Walmart: Too Big to Obey the Law?

In an op-ed published on The Huffington Post, AFL-CIO President Richard Trumka asks “Is Wal-Mart Too Big, Powerful, Influential to Obey the Law?,” following a New York Times article revealing “credible evidence that bribery played a persistent and significant role in Wal-Mart’s rapid growth in Mexico.”

“Nothing like this has happened since the collapse of Enron and WorldCom in 2002,” wrote Trumka. “And in the days since the Times story appeared, the Washington Post has reported that Wal-Mart has participated in an aggressive lobbying campaign to weaken the Foreign Corrupt Practices Act which makes bribing foreign officials a crime.

“Wal-Mart has gotten away with violating our labor laws en masse for decades. Will they be able to similarly ignore our criminal laws and get away with it?”

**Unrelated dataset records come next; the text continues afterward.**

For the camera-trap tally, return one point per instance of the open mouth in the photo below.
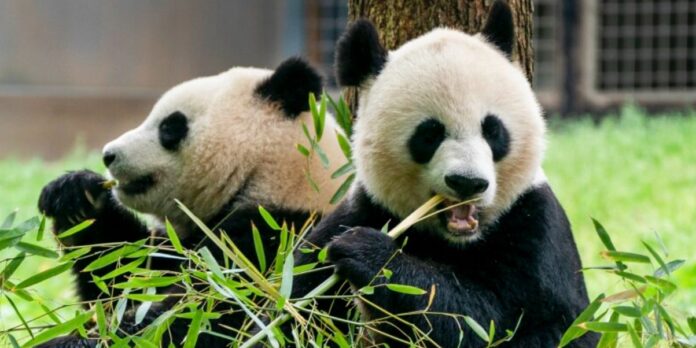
(137, 186)
(460, 219)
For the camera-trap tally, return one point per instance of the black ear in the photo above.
(500, 28)
(290, 86)
(359, 54)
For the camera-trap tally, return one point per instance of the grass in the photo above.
(635, 174)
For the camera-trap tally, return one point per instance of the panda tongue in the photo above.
(462, 217)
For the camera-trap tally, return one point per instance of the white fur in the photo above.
(234, 136)
(457, 79)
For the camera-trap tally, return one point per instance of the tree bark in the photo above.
(401, 20)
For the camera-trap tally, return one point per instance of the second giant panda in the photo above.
(222, 145)
(448, 113)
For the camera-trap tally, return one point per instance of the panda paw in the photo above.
(360, 254)
(73, 198)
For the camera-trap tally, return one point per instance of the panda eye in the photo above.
(496, 136)
(425, 140)
(173, 130)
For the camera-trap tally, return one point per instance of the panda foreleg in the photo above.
(81, 195)
(361, 254)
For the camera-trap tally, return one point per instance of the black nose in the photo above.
(108, 158)
(466, 186)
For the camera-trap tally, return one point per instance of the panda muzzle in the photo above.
(462, 219)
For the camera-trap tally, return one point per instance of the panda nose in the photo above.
(108, 158)
(466, 186)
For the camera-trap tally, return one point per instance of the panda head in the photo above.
(446, 113)
(225, 138)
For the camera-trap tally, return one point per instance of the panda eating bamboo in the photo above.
(448, 113)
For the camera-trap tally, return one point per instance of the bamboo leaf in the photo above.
(75, 229)
(344, 144)
(609, 339)
(666, 286)
(37, 250)
(669, 267)
(76, 253)
(406, 289)
(9, 220)
(101, 318)
(322, 155)
(367, 290)
(211, 262)
(147, 282)
(142, 342)
(286, 279)
(603, 235)
(575, 331)
(321, 257)
(627, 311)
(28, 225)
(270, 221)
(478, 329)
(173, 237)
(341, 192)
(194, 327)
(41, 276)
(20, 316)
(12, 266)
(634, 337)
(129, 267)
(624, 256)
(600, 326)
(303, 150)
(42, 228)
(630, 276)
(115, 255)
(344, 169)
(258, 246)
(147, 297)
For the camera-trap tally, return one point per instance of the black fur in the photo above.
(359, 54)
(497, 136)
(500, 27)
(173, 130)
(290, 85)
(527, 264)
(77, 196)
(425, 140)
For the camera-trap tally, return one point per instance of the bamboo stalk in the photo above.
(413, 218)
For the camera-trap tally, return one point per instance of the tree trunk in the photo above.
(401, 20)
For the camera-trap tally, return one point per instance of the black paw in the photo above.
(69, 342)
(359, 254)
(73, 198)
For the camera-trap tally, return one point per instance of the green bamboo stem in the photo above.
(418, 215)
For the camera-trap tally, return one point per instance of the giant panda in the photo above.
(222, 145)
(448, 113)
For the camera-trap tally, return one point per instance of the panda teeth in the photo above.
(462, 219)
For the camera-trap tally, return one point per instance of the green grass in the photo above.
(635, 174)
(20, 186)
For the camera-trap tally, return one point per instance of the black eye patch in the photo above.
(425, 140)
(496, 136)
(173, 130)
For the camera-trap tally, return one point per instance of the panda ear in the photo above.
(499, 29)
(359, 54)
(290, 85)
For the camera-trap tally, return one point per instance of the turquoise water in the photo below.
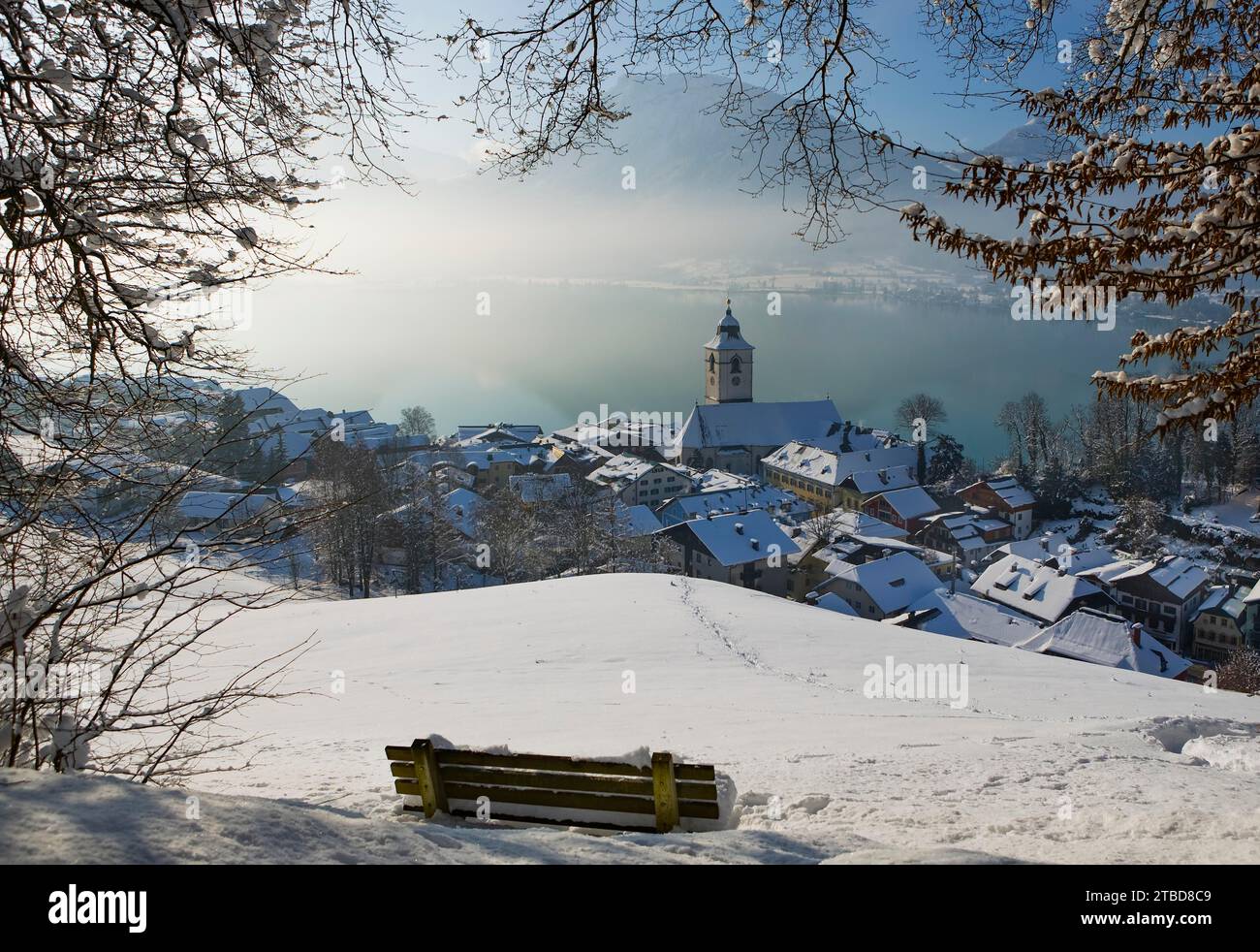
(547, 353)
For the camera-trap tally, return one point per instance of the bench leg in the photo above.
(428, 777)
(664, 792)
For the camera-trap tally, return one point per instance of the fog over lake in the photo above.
(549, 352)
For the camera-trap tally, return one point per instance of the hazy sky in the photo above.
(460, 235)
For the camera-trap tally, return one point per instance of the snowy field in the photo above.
(1049, 760)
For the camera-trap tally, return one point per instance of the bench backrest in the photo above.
(534, 788)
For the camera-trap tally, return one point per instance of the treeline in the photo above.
(1112, 441)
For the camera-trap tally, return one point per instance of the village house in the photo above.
(747, 550)
(638, 481)
(906, 508)
(1159, 592)
(1037, 590)
(958, 615)
(817, 560)
(754, 495)
(817, 474)
(969, 536)
(490, 464)
(882, 587)
(1007, 498)
(1218, 624)
(1108, 640)
(474, 434)
(860, 524)
(533, 489)
(858, 489)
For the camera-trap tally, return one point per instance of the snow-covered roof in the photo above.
(852, 523)
(537, 487)
(1047, 545)
(265, 399)
(752, 497)
(209, 506)
(617, 431)
(634, 521)
(626, 469)
(743, 537)
(1009, 491)
(877, 481)
(835, 603)
(712, 425)
(1105, 640)
(480, 457)
(1254, 595)
(910, 503)
(524, 432)
(1222, 600)
(1088, 558)
(1032, 587)
(961, 616)
(966, 528)
(893, 583)
(461, 507)
(805, 460)
(1175, 573)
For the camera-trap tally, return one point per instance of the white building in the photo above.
(732, 431)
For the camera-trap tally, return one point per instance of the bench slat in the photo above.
(551, 798)
(537, 762)
(633, 785)
(704, 773)
(540, 762)
(541, 779)
(554, 782)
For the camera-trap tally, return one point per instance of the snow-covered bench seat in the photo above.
(533, 788)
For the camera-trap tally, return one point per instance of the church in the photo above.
(730, 430)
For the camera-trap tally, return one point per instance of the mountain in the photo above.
(1032, 142)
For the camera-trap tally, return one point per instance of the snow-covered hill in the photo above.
(1050, 759)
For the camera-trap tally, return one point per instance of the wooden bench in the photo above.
(603, 795)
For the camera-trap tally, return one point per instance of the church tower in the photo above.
(729, 365)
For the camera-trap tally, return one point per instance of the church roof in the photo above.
(727, 336)
(752, 424)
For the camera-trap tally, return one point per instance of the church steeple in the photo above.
(729, 364)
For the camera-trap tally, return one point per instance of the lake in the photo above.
(549, 352)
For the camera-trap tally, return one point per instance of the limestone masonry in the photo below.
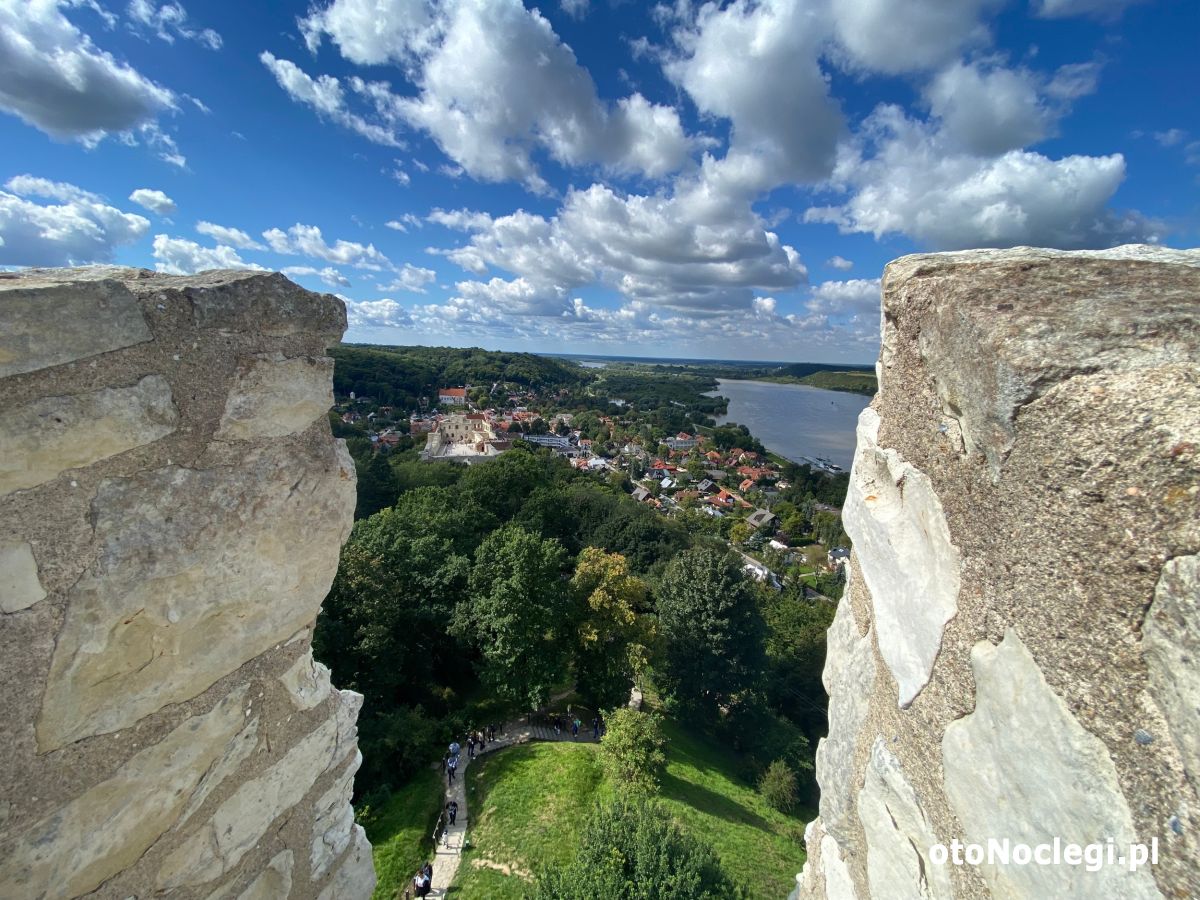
(1018, 652)
(172, 508)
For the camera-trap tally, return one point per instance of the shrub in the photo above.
(631, 749)
(778, 786)
(633, 850)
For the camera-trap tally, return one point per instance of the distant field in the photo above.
(401, 832)
(851, 382)
(529, 804)
(855, 382)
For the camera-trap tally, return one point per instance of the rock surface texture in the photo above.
(1018, 648)
(172, 508)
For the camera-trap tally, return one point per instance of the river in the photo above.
(796, 420)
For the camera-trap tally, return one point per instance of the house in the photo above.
(760, 517)
(556, 443)
(683, 441)
(756, 570)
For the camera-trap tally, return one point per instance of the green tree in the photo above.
(631, 850)
(796, 652)
(502, 485)
(827, 528)
(631, 749)
(712, 631)
(377, 486)
(519, 615)
(778, 786)
(611, 636)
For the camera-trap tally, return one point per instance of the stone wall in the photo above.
(1018, 652)
(172, 507)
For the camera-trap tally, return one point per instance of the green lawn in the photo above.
(527, 805)
(401, 832)
(759, 846)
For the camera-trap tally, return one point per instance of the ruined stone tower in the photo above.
(172, 508)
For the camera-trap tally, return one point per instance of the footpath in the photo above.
(448, 852)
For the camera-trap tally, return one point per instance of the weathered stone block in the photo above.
(51, 436)
(307, 682)
(275, 881)
(78, 846)
(1171, 641)
(898, 834)
(175, 598)
(46, 321)
(903, 546)
(334, 821)
(241, 821)
(1021, 767)
(850, 676)
(355, 876)
(19, 585)
(1061, 315)
(274, 396)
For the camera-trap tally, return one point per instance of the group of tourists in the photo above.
(559, 723)
(475, 739)
(423, 882)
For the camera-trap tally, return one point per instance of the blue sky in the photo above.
(721, 180)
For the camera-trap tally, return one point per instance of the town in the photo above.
(744, 493)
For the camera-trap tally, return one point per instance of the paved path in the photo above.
(449, 850)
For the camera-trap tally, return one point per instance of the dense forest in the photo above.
(472, 595)
(469, 594)
(405, 376)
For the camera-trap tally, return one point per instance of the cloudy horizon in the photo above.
(718, 180)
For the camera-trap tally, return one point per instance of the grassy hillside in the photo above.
(528, 804)
(759, 846)
(532, 802)
(401, 832)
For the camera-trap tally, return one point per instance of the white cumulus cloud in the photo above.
(329, 275)
(177, 256)
(325, 95)
(229, 237)
(57, 79)
(495, 82)
(154, 201)
(409, 277)
(376, 313)
(905, 177)
(307, 241)
(79, 227)
(169, 21)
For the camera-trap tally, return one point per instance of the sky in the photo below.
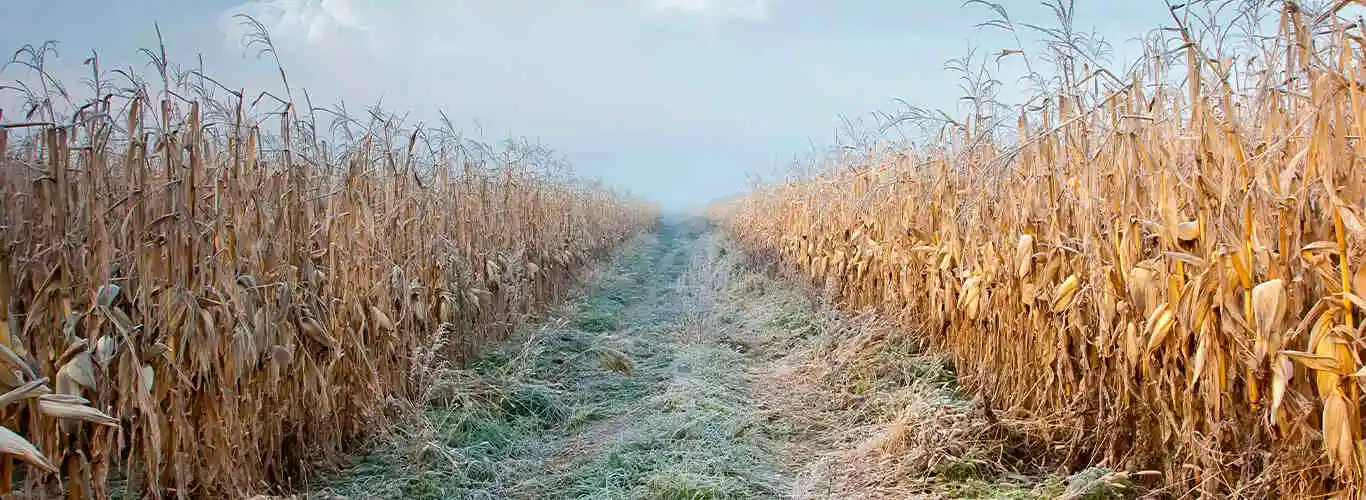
(678, 101)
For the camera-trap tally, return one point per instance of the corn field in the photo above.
(1156, 272)
(200, 293)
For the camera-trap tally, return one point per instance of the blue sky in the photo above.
(679, 101)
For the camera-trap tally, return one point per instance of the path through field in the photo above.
(679, 373)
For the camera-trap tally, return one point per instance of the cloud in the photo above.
(717, 8)
(308, 21)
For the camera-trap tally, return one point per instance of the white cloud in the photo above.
(719, 8)
(309, 21)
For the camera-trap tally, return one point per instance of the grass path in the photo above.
(682, 373)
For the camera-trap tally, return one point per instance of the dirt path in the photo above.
(682, 373)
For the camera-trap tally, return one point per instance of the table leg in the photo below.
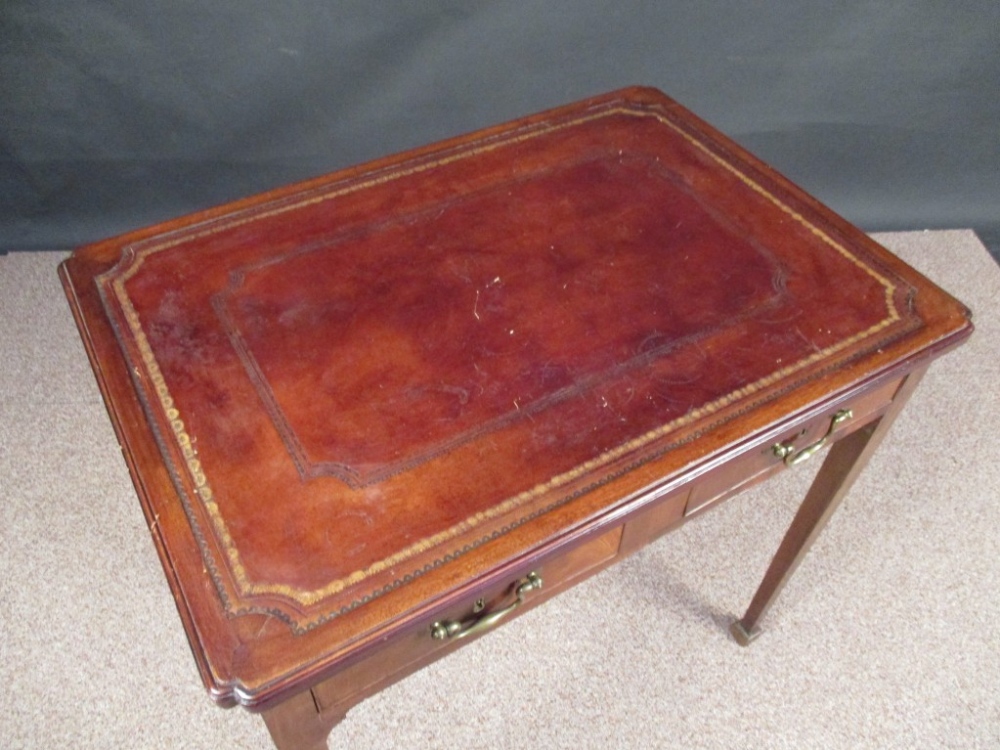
(300, 723)
(844, 462)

Trumka says the Wal-Mart story provides three key lessons, one of which includes the “tragic folly” of the North American Free Trade Agreement (NAFTA).

“When NAFTA was passed in 1994, many in Mexico hoped NAFTA would lead to their country shedding a legacy of public corruption and becoming more like the United States in terms of rule of law,” said Trumka. “This expectation was right in that it flowed from an understanding that a free trade agreement means economic and legal integration. But it naively assumed that rule of law would win out. Instead, NAFTA has been a race to the bottom in every respect — including rule of law. U.S. firms like Wal-Mart did not want a North America where the rule of law applied to big corporations — they wanted a legal system that was for sale both in Mexico and the United States. And so far that’s what it appears they got.”